1 - Cimetières privés 

Question écrite n° 07948 posée par M. Jean-Louis Masson (de la Moselle – NI) publiée dans le JO Sénat du 29/11/2018 – page 5976

M. Jean-Louis Masson attire l’attention de M. le ministre de l’Intérieur sur le fait que des particuliers peuvent créer un cimetière privé à condition de disposer d’une parcelle suffisamment étendue. Lorsque le plan local d’urbanisme ne comporte aucune disposition relative à la création d’un cimetière privé, il lui demande si le fait qu’une parcelle soit située en zone agricole ou en zone urbanisable peut faire obstacle à la création d’un cimetière privé. 

Réponse de Mme la ministre de la Cohésion des territoires et des Relations avec les collectivités territoriales publiée dans le JO Sénat du 18/04/2019 – page 2112

L’inhumation dans un cimetière communal est le principe général en matière de sépulture (CE, avis n° 289259 du 17 septembre 1964), les inhumations restent cependant possibles dans les cimetières privés existants, mais exclusivement dans la limite des places disponibles (CE, 13 mai 1964, Demoiselle Eberstack). Il n’est en revanche plus possible de créer de nouveaux cimetières privés (CA d’Aix, 1er février 1971, association cultuelle israélite de Marseille).

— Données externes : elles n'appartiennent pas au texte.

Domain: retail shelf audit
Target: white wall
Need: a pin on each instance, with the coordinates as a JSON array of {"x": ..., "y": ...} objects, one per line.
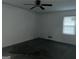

En outre, la présence de plusieurs sépultures anciennes sur une propriété particulière n’est pas un motif qui permette à lui seul de retenir le qualificatif de "cimetière privé" (CAA de Marseille, 26 septembre 2016, n° 15MA02761).

Ainsi, quelles que soient les règles d’urbanisme de la commune ou de l’Établissement Public de Coopération Intercommunale (EPCI), aucun cimetière privé ne pourra être créé. Au regard du droit funéraire, on assimilera les sépultures situées en terrain privé comme des inhumations autorisées de façon individuelle et post mortem par le préfet, conformément aux dispositions de l’art. L. 2223-9 du Code Général des Collectivités Territoriales (CGCT) : "Toute personne peut être enterrée sur une propriété particulière, pourvu que cette propriété soit hors de l’enceinte des villes et des bourgs et à la distance prescrite et avec une autorisation préfectorale." Cette autorisation est délivrée "[…] sur attestation que les formalités prescrites par l’art. R. 2213-17 et par les articles 78 et suivants du Code civil ont été accomplies et après avis d’un hydrogéologue agréé" (art. R. 2213-32 du CGCT).

La distance prescrite est de 35 mètres, l’inhumation ne pouvant avoir lieu en dessous de cette limite que si la commune considérée n’a pas le caractère de "ville" ou de "bourg" (CE, 21 janvier 1987, Risterucci n° 56133). L’intervention d’un hydrogéologue agréé en matière d’hygiène publique permet en outre d’apprécier l’aptitude des terrains à recevoir des inhumations et de prévenir les conséquences de tout risque potentiel de pollution que les inhumations peuvent créer. Par ailleurs, la décision du préfet d’autoriser une inhumation en terrain privé prend également en compte l’existence de projets d’opérations d’utilité publique dont le terrain privé fait éventuellement objet, notamment en raison des documents d’urbanisme couvrant le territoire, et qui pourraient justifier une expropriation à plus ou moins longue échéance.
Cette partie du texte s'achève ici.